Three of Burns' four goals this season have come since Feb. 8, and he also played impressive defence on Sunday against Colorado's potent offence, even drilling all-star Joe Sakic in the third period.
Burns bounced around from defence to forward and back again in his first two seasons with the Wild, but he said a growing chemistry with blue-line mate Keith Carney has made all the difference.
"If I mess up, Carney's making a good play to cover me up," Burns said. "He's been such a good part of my game getting better."
Mikko Koivu scored two goals and Niklas Backstrom made 21 saves for the Wild, who dealt their Northwest Division rivals a serious setback in their pursuit of the playoffs.

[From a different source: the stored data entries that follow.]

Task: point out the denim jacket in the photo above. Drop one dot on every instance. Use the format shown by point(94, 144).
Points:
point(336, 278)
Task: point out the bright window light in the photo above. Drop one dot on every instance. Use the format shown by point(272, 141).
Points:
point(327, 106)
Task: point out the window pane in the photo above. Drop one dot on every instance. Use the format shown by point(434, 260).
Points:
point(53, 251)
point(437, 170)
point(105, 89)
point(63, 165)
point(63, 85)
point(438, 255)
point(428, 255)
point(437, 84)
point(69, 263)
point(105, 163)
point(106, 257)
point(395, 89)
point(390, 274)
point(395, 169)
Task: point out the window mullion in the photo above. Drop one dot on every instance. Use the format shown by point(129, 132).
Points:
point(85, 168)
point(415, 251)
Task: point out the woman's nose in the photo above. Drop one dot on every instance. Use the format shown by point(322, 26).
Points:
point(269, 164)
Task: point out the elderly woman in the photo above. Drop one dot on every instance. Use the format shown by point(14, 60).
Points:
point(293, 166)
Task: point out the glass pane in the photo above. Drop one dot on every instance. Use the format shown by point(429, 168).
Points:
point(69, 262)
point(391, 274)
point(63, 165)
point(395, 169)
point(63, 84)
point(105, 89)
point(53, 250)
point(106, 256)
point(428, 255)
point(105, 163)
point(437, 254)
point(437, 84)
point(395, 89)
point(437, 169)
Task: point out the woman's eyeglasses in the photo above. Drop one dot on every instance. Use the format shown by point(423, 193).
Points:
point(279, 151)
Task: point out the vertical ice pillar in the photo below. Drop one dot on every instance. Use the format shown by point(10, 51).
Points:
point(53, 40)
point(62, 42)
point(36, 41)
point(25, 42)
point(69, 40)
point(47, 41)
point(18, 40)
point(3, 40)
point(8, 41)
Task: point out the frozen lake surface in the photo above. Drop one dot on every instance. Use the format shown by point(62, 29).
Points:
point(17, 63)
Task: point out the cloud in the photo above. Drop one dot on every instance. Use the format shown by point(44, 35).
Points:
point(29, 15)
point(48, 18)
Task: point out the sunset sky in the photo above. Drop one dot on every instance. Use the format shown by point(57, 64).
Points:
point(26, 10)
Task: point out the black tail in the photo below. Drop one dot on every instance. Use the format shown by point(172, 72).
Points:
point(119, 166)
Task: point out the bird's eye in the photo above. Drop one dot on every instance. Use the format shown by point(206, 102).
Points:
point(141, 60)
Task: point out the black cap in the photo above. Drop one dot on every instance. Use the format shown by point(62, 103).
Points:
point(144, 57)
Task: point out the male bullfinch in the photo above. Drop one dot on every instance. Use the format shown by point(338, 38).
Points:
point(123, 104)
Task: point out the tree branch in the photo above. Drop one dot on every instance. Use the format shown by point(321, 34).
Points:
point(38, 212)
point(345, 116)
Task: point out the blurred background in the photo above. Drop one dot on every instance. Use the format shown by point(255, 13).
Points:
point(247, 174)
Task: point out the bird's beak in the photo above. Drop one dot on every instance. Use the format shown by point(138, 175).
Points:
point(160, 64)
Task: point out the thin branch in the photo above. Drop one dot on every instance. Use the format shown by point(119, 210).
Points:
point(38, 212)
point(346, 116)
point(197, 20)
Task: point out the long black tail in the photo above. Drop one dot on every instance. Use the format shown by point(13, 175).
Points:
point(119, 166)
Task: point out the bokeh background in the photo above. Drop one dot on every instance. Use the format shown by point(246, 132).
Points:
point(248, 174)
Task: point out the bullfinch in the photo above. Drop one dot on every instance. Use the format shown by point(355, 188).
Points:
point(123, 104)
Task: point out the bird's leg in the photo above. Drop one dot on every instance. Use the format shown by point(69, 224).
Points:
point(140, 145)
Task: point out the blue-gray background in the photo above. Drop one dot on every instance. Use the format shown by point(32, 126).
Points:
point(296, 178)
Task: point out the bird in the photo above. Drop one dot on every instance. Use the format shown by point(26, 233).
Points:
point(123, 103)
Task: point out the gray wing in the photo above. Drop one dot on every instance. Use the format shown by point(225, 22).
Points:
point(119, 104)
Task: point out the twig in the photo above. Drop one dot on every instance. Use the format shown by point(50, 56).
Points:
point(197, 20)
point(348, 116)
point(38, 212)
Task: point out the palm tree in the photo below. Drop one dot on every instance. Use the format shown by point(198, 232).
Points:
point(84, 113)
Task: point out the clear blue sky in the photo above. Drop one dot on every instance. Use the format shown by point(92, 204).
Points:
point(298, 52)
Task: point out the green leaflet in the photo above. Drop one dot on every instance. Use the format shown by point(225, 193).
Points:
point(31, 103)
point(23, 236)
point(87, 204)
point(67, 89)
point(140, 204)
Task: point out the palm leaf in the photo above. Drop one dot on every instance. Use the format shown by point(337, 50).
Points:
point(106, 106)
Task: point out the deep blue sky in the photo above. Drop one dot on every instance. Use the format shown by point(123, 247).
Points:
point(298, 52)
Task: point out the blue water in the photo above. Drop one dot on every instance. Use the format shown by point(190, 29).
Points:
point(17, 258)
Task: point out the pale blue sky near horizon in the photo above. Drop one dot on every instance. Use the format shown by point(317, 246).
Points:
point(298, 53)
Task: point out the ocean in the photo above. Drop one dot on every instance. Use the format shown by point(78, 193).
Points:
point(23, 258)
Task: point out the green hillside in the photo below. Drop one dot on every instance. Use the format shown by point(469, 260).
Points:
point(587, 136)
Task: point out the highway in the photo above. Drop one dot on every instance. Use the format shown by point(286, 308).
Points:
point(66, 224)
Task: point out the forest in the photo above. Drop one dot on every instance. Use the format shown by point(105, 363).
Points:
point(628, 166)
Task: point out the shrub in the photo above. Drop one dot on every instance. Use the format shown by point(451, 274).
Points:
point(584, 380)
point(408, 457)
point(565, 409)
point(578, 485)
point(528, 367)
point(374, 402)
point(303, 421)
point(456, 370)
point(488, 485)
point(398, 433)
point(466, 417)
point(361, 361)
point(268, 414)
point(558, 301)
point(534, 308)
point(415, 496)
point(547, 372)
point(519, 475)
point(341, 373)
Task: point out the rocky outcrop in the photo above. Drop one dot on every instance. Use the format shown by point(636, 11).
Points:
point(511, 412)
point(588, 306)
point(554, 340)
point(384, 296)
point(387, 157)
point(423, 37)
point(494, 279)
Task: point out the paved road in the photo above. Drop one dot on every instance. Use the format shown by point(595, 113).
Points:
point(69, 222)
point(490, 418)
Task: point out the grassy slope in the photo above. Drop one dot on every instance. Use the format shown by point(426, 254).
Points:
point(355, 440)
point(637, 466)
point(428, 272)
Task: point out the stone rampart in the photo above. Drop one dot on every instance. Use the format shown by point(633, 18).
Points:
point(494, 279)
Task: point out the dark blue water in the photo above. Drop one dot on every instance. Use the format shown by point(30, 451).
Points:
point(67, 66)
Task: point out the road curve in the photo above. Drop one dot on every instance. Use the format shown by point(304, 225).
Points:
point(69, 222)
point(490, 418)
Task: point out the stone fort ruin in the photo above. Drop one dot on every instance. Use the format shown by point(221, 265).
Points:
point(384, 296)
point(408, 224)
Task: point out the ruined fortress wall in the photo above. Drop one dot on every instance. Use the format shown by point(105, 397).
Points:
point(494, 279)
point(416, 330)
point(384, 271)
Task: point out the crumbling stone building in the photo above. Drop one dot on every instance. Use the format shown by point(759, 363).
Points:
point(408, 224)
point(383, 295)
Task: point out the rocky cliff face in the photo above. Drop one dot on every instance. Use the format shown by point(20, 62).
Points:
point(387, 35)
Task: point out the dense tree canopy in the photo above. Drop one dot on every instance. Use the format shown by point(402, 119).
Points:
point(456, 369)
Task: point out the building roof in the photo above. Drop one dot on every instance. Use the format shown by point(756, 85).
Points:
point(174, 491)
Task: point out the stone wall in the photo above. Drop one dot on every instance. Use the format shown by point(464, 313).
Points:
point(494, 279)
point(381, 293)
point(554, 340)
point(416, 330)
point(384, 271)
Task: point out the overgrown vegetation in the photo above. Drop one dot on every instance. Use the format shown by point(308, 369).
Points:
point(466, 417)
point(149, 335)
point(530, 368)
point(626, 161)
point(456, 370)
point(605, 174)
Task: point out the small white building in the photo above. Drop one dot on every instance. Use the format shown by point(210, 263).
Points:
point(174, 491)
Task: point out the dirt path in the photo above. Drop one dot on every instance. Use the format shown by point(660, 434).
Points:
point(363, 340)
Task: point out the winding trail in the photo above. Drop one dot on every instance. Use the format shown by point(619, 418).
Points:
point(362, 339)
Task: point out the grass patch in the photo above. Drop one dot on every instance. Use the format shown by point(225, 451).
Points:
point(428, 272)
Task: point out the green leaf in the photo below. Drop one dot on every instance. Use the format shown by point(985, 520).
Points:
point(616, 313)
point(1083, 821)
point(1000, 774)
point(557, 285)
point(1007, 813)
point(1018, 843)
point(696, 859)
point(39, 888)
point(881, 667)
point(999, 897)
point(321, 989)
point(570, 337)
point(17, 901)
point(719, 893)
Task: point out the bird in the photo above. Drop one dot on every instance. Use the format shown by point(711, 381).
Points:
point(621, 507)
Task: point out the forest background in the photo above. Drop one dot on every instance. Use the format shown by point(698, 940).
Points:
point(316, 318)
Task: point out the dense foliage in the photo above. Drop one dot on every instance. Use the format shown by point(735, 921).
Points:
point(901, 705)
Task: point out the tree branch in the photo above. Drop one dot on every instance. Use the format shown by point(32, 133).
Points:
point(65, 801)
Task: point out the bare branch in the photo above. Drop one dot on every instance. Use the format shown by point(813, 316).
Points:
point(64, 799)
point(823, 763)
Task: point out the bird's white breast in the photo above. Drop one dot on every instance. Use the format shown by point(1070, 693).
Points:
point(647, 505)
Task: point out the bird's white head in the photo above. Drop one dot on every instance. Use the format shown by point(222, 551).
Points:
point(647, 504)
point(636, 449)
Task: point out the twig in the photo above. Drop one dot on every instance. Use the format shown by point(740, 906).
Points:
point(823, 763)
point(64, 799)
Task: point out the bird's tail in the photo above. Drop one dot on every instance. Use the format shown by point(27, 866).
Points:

Avalanche rookie Paul Stastny assisted on a first-period goal, giving him a point in his 18th consecutive game and setting the NHL record for the longest point streak by a rookie.
But the Avalanche lost for the first time in six games and now face an uphill climb to get into the playoffs. They trail Calgary by eight points for the eighth and final playoff spot with only 13 games to play.
"I think we have to win almost every game," coach Joel Quenneville said. "Certainly we'd like to beat the Minnesotas and Calgarys going forward because they are the closest ones to us, but that's what it's like."
If Colorado can't catch the Flames and squeak into the post-season, it will be the first time Sakic and Co. go home early since 1993-94.
Milan Hejduk and Ian Laperriere scored for the Avalanche, who were dominated in puck possession for most of the game.
Minnesota has all but sewn up a playoff spot, leading the ninth-place Avs by 11 points.
Colorado took a 2-1 lead midway through an exciting third period when Laperriere took a centring pass from Ben Guite and beat Backstrom on the stick side.
The Wild needed just 22 seconds to respond. Pavol Demitra grabbed a loose puck behind the Colorado net and found Koivu to the left of Budaj. Koivu slipped the puck in on the short side, tying the game with just under 10 minutes to play.
Koivu's only other two-goal game this season came at Colorado on Feb. 1, and he has scored seven of his 16 goals this year against the Avalanche.
"We got at least a point, fortunately," Budaj said. "It's pretty disappointing because we need two. But it's not the end of the world."
Hejduk's power-play goal in the first period tied the game 1-1 and got Stastny into the record books.
Stastny got the second assist on that goal, breaking the NHL rookie record set by Teemu Selanne in 1993.
Rookie point streaks seem to run in the Stastny family.
Paul's father, Hall of Famer Peter Stastny, had a point in 16 straight games as a rookie with Quebec in 1980-81. Paul also set a record for getting a point in his 14th straight road game, surpassing his uncle Marian Stastny's 13 straight road games as a rookie with the Nordiques in 1981-82.
"It's something special that I'll look back on probably in the summertime," Stastny said. "But right now it's tough to take after losing 3-2 in a big game for us in overtime."
Notes: Colorado RW Marek Svatos (groin) was listed as day-to-day but did not dress. ... Wild enforcer Derek Boogaard (back) did not play. ... Carney had three penalties in the game, which led to two Avalanche goals. ... Hejduk has scored a goal in four straight games.